I agree with you that a common sense approach to the 2nd amendment would allow limitations on the kinds of arms people are free to own, and that some restrictions are necessary, like licensing, waiting periods, and a total prohibition of gun ownership to people with a history of violent crime or (certain kinds of) mental problems. Even Justice Scalia says the 2nd Amendment "is not a right to keep and carry any weapon whatsoever in any manner whatsoever and for whatever purpose."

Conservatives who support Bush police state policies are fond of the old saying, "the Constitution isn't a suicide pact" as a way of expressing the need to balance "strict interpretation" with urgent practical needs. The same pragmatic approach is also appropriate when balancing a strict interpretation of the 2nd amendment with the right of the people to be secure in their homes and communities.

For all of Richard's overblown rhetoric about "the collective" and "all power in the hands of government," gun rights have never been seriously jeopardized in this country, with the exception of a few places like Washington, D.C.

For all of Richard's overblown rhetoric, you'd never know he owned several different kinds of weapons that he was free to carry almost anywhere pre-Heller.

AemJeff
06-27-2008, 06:58 PM
Frankly I believe that the real argument here is the conflict between a strict interpretation of the constitution and citizenship and the liberal interpretation
of governance that places all power in the hands of government bureaucracy and infantilizes the individual. This is why it is necessary for some of you to stoop to make your nasty little ad hominem comments rather than address the constitutional issue.

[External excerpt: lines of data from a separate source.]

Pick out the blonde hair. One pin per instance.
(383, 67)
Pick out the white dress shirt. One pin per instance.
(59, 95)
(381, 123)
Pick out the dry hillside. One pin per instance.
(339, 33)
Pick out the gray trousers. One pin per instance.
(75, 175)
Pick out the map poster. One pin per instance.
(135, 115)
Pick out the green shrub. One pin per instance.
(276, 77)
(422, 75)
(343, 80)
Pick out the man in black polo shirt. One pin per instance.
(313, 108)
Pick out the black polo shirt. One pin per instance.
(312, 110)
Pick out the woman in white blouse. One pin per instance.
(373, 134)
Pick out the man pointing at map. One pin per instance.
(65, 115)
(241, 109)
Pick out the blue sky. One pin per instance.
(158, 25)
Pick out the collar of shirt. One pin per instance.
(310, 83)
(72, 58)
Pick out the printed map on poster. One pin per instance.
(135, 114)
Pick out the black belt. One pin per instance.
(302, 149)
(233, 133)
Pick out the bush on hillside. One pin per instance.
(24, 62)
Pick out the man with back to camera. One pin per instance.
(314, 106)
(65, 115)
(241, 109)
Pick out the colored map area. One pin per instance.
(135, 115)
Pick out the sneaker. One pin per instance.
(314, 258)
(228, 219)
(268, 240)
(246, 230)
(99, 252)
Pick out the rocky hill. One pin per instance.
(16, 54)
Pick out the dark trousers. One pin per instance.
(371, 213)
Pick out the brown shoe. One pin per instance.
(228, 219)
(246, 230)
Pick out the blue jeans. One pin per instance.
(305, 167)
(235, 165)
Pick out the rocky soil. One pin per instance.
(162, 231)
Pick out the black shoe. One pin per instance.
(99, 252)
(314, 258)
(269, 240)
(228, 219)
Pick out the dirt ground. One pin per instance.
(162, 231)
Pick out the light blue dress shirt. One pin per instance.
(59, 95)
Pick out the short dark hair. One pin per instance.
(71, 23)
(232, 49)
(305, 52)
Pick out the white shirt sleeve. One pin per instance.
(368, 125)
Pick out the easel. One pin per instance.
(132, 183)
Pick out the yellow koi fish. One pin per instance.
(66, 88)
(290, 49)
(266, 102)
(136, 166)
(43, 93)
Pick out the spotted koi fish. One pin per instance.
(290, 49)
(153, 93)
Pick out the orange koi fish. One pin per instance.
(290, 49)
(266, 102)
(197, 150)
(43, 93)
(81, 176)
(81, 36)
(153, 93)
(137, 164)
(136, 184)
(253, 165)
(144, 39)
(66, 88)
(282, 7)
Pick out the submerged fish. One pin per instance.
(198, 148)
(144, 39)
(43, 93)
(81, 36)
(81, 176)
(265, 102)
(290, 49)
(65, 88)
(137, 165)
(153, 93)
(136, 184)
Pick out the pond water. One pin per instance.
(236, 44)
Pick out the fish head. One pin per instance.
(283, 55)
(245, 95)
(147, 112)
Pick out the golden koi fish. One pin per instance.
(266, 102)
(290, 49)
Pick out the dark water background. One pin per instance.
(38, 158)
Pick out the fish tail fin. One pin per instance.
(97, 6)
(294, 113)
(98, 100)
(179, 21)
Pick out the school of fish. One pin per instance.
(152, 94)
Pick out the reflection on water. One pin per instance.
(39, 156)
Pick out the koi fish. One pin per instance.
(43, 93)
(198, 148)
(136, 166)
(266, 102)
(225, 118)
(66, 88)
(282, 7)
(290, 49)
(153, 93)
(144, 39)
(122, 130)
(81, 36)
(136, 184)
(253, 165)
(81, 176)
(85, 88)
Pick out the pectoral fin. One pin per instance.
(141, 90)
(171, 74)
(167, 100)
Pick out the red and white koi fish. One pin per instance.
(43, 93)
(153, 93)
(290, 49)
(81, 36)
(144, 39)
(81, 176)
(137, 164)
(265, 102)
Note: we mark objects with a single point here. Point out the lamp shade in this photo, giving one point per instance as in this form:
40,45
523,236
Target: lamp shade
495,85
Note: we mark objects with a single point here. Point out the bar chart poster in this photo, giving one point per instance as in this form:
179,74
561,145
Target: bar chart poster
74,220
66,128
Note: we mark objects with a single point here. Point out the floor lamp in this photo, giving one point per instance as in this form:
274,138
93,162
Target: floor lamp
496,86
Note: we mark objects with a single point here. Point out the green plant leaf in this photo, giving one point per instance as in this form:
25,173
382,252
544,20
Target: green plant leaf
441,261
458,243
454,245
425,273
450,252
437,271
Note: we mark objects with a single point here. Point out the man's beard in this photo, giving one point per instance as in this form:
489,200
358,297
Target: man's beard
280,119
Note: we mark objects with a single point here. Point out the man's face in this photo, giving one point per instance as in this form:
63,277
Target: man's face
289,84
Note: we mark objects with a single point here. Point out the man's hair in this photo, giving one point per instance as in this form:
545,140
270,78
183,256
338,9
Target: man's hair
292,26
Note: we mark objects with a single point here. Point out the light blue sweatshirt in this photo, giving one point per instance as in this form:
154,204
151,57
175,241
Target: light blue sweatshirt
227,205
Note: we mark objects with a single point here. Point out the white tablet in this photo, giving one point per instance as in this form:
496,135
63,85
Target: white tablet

You clearly had no interest in discussing the constitutional issues. You've done a victory dance, asserted without support the correctness of your point of view, bragged about your weapons and finally walked back a little when called on your tone by TwinSwords. You were openly invited to discuss the constitutional issues, but chose a completely different tack. You really ought not complain about how you've been treated in this conversation.